Breaking in a horse is not something that should be undertaken by anyone with little knowledge or experience of horses. A novice or nervous person should take the horse to someone who comes highly recommended for their sympathetic breaking and handling of youngsters.
If you consider that you do have the relevant experience, but have never backed a horse before, take advice from an expert at every stage of the process and always have a knowledgeable helper on hand while you are backing the horse for the first time. You may also find these tips handy:
Before breaking in a horse, you should handle him as much as possible. If you bred the horse yourself or bought him when he was very young, this handling should have been going on for years. Regular handling and desensitising will ensure that the horse will be more relaxed about having a human climbing on to his back.

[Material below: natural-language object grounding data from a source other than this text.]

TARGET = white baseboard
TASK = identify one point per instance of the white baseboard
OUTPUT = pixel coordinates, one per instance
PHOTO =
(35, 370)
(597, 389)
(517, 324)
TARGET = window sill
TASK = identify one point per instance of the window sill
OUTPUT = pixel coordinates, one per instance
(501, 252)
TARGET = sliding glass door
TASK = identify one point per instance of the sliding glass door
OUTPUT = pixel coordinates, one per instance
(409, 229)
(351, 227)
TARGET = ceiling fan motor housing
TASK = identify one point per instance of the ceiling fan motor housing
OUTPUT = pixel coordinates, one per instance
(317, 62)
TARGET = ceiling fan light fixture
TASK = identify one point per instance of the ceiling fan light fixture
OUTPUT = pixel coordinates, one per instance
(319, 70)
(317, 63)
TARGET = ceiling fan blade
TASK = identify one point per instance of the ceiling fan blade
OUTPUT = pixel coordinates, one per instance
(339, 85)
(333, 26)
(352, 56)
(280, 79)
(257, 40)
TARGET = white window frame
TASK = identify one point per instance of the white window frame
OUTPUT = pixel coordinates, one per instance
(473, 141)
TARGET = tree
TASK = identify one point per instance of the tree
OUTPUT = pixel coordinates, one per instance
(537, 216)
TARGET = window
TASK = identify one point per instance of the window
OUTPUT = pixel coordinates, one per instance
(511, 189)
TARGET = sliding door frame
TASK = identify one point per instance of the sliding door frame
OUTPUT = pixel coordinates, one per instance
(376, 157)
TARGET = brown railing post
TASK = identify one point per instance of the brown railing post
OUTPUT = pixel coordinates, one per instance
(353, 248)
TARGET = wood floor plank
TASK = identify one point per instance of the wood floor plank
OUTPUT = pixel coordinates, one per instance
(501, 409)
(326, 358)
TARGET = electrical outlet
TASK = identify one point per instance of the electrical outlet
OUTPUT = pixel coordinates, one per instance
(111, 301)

First, get your horse used to the saddle pad, then the bit and bridle and the saddle, first without and then with the girth done up — and let him feel the stirrups against his sides. With a sharp horse the process of desensitising in this way, with tack and also external stimuli, such as plastic bags and loud noises, can take weeks or months. It isn’t something you can rush, but it will reap rewards when the time comes to back him.
While some will prove tricky and may take months to break in, others will be comfortable with a rider on their back within a few days.

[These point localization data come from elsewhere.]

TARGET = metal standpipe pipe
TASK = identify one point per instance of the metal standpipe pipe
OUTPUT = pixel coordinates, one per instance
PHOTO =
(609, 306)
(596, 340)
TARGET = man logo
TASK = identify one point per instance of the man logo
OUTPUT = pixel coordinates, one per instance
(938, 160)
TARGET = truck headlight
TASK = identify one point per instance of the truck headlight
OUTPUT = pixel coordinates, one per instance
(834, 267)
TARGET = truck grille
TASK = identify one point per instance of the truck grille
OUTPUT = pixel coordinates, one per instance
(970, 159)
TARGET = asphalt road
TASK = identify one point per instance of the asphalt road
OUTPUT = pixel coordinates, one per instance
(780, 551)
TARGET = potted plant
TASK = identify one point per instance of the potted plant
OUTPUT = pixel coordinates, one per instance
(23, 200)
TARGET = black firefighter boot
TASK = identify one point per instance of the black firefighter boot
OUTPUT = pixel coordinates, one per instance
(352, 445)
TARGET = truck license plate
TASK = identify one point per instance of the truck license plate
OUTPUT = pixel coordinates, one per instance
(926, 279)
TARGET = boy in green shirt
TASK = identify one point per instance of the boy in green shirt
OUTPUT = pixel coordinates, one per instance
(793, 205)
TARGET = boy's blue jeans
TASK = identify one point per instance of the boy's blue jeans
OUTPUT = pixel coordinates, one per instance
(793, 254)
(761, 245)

Be prepared to be flexible in your approach, all the time ensuring that the horse is comfortable with the experience.
You will need a handler to lead him around and also to give you a leg up if you are not using a moveable mounting block.
Lunging is a particularly useful tool for young horses and they should become familiar with the lunge long before you proceed to back them. On the day you decide to climb into the saddle the lunge may be used to take the edge off their exuberance and get them listening to you.
If the horse is spooky, stressed or simply doesn’t have his mind on what you are doing, don’t get on. Defer to another day.
Safety should always be paramount in the backing process, and, for this reason, you should always wear a crash hat and a body protector.
Once the horse is calm and focussed on you, ask your handler to give you a gentle leg up, or use a mobile mounting block and put your foot in the stirrup. Do everything slowly.
However you are getting on, don’t put your leg over the horse straight away, but lean over the saddle until your full weight is on the horse. Get your handler to walk him around while you are in this position. Don’t be in a hurry to move on to stage 9. In fact, getting to the next stage where you are sitting up in the saddle may take several days or even weeks.
Provided the horse is calm — try scratching him just below the withers to relax him — you can now put your leg over the saddle and sit up slowly and calmly. Use your voice as a soothing aid. Leave your feet out of the stirrups in case he spooks and you need to dismount quickly. When you feel that he is happy with what you are doing, pop your feet in the stirrups as your handler leads you around.
Patience, time and a sensitive approach are the keys to breaking in a horse successfully. A job done well will give you solid foundations on which to build a successful career with this horse. Take the process too far too fast and frighten the horse and you risk creating problems far into the future.